The Lancastrian camp was near Linnels Bridge over the Devil's Water found slightly to the south of Hexham. The Yorkists crossed onto the south bank of the Tyne on the night of 12–13 May and were, by the morning of the 14th, in a position to attack Hexham. Presumably the Yorkist advance was at speed, as despite warnings by their own scouts the Lancastrians had little time to prepare for battle.
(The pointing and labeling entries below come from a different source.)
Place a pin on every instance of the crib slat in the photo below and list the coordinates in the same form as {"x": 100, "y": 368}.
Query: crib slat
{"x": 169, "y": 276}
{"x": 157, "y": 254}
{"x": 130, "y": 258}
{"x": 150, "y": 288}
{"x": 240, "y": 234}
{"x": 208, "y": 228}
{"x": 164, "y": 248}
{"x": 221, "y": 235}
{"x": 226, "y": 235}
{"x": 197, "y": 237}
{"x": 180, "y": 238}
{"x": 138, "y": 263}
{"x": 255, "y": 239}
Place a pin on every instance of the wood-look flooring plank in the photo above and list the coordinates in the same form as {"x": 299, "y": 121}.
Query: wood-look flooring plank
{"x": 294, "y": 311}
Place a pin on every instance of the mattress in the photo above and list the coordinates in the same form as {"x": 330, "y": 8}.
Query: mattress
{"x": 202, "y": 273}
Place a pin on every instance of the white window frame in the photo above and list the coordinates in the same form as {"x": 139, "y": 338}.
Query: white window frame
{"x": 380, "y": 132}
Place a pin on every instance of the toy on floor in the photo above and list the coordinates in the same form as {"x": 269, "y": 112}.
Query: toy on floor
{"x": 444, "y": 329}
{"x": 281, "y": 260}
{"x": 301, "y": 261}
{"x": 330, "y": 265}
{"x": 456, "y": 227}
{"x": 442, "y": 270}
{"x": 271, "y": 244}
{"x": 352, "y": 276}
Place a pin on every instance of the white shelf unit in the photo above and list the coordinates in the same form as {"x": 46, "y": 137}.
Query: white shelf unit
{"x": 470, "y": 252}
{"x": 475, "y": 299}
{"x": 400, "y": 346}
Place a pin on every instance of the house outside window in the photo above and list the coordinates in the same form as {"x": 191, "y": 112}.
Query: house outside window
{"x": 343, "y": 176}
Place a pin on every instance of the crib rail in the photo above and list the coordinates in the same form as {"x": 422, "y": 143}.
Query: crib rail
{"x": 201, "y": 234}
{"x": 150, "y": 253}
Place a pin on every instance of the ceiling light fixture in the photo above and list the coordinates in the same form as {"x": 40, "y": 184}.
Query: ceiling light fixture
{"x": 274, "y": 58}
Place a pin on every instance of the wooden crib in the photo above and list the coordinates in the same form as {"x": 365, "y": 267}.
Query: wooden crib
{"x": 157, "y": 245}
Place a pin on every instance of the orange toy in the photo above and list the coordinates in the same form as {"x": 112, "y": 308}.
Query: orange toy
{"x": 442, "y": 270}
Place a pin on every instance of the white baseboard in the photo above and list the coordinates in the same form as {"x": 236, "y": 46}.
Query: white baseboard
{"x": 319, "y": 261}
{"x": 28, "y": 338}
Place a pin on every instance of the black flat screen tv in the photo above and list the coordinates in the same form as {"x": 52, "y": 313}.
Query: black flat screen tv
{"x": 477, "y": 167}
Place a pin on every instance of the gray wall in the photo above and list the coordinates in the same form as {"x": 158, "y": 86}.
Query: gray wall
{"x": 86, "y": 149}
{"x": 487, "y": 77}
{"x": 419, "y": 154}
It is thought that Somerset rushed his forces to a site near Linnels Bridge and deployed his troops in three detachments in a meadow near the Devil's Water, there he hoped he could engage the Yorkist army before it moved past him into Hexham. No sooner had the Lancastrians taken their positions than the Yorkists charged down from their positions on higher ground. Upon seeing the Yorkist advance the right detachment of the Lancastrian army, commanded by Lord Roos, turned and fled across the Devil's Water and into Hexham, before a single blow had been struck. The remnants of Somerset's force were in a hopeless situation, hemmed in and unable to manoeuvre; the Yorkist troops charged through the one opening at the east end of Linnel's Meadow and engaged the bewildered Lancastrian soldiers.

Lancastrian morale collapsed, and after some token resistance the remains of Somerset's army was pushed into the Devil's Water by the Yorkist infantry. A chaotic rout followed, men either drowned in the river or were crushed as they tried to climb the steep banks of the Devil's Water in the retreat towards Hexham. Most, however, were trapped in West Dipton Wood on the north bank of the river and were forced to surrender when the Yorkists approached.

==Aftermath==
Neville showed little of Edward's conciliatory spirit, and had thirty leading Lancastrians executed in Hexham on the evening following the battle, including Henry Beaufort, 3rd Duke of Somerset, and Lord Roos. William Tailboys was captured and executed shortly after he tried to flee north with £2,000 of Henry's war chest. Upon the loss of its leadership and bankroll, the Lancastrian resistance in the North of England collapsed.

Following his defeat in the Battle of Hexham on 15 May 1464, Henry VI found refuge, sheltered by Lancastrian supporters, at houses across the north of England. Following stays at Muncaster Castle on the Cumbrian coast and at nearby Bolton Hall, he was in hiding at Waddington Hall, in Waddington, Lancashire, the home of Richard Tempest. Here, he was betrayed by "a black monk of Addington" and on 13 July 1465, a group of Yorkist men, including Richard's brother John, entered the home to arrest him. Henry VI fled into nearby woods but was soon captured. This meant that the rebellion was effectively over. There followed a relative period of peace until the Earl of Warwick's defection to the Lancastrian cause in 1469 and the wars started anew.